Former Thai Prime Minister Thaksin Shinawatra, center, gets on a car upon his arrival at a military air base in Phnom Penh, (file photo).
Former Thai Prime Minister Thaksin Shinawatra, center, gets on a car upon his arrival at a military air base in Phnom Penh, (file photo).

Thaksin Shinawatra, the fugitive former prime minister of Thailand, was slated to arrive in Cambodia late Friday, following a brief visit by his sister, Yingluck, the current premier, on Thursday.

Yingluck’s visit with Prime Minister Hun Sen was cordial and touched on some of the major issues facing the neighbors, including border demarcation, officials said.

Both visits signal a warming in relations between the countries that have soured since 2008, in the face of an ongoing military standoff near Preah Vihear temple.

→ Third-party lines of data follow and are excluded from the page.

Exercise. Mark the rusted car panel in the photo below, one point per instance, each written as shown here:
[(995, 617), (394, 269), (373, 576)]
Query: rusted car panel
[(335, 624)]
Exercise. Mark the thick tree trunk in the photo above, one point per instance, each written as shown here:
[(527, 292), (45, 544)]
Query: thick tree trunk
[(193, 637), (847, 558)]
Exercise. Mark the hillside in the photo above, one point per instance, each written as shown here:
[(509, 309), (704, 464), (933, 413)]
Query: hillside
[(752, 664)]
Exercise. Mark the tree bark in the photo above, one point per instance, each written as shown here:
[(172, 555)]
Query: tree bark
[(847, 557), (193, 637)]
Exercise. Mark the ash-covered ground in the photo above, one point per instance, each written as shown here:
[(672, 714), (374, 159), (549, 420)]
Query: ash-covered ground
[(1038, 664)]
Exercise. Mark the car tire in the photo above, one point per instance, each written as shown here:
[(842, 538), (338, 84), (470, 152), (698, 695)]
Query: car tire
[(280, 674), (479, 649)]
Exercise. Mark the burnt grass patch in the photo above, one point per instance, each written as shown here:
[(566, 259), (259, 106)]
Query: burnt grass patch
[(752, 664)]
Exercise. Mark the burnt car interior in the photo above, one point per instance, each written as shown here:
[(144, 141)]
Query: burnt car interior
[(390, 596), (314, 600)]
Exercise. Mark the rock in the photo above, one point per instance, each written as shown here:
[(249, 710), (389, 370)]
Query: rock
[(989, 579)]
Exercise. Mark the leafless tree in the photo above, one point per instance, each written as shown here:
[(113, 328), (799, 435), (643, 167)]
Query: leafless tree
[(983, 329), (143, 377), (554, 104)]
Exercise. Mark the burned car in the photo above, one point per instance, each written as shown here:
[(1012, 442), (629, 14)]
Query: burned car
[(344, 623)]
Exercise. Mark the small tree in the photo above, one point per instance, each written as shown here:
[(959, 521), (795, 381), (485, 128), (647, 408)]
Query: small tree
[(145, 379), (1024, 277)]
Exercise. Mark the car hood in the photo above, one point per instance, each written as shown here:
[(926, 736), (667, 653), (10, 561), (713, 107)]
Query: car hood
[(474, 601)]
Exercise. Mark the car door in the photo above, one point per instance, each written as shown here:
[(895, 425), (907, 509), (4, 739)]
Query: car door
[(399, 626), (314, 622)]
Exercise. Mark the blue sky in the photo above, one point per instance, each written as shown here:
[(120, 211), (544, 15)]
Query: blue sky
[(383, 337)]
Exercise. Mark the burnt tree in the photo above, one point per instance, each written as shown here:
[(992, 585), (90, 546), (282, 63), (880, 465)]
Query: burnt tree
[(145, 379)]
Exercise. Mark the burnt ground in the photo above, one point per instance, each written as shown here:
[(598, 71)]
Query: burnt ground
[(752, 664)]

Hun Sen and Yingluck agreed in principle to abide by temporary cease-fire on the border, where the UN Security Council has said there should be a demilitarized zone, officials said Thursday.

Thaksin, who is expected to stay in Cambodia until Sept. 24, will attend the Asian Economic Forum. But analysts questioned with it would be all business, or some politics.

Ou Virak, president of the Cambodian Center for Human Rights, said Thaksin’s own economic deals would take precedent for his visit.

“Thaksin has more interests from investment in Cambodia and wants to continue the investment in Koh Kong [province] and to strengthen other sectors like oil and gas,” he said. “So Cambodia is willing to allow Thaksin to come and discuss some investments.”

Ou Virak warned that Cambodia had placed too much faith in the Shinawatras’ Pheu Thai Party, whose “red shirt” supporters are only one side of a political divide in Thailand.

“We have chosen the red-shirt movement, and we have openly opposed other political groups,” he said. “In general, I see such politics as dangerous politics, because political regimes always change.”

Favoring one party over another could create an “instable relationship” between the two countries, he said. “I do not see the long-term interest for Cambodia.”

Kimsour Phirith, a lawmaker for the opposition Sam Rainsy Party, said Thaksin’s presence here was “symbolic” of Cambodia’s relationship with the administration of his sister. But though it offers a “good picture” of friendly relations, he said, it does not offer much gain to Cambodia.

Even so, Thaksin can provide some knowledge and experience in economics to Cambodia trade officials and businesses, said Heng Sreang, a professor at the Royal University of Phnom Penh.

“His intelligence helped Thailand get clear of the 1990s and 2000 economic crisis,” he said.

He warned Cambodia to steer clear of Thaksin’s role in Thai politics, however, where he is a divisive figure and wanted on corruption charges.

“It will anger some Thais, or makes Cambodia look like it has a political relationship with or is creating a haven for Thaksin,” he said. “I think that’s a loss for Cambodia.”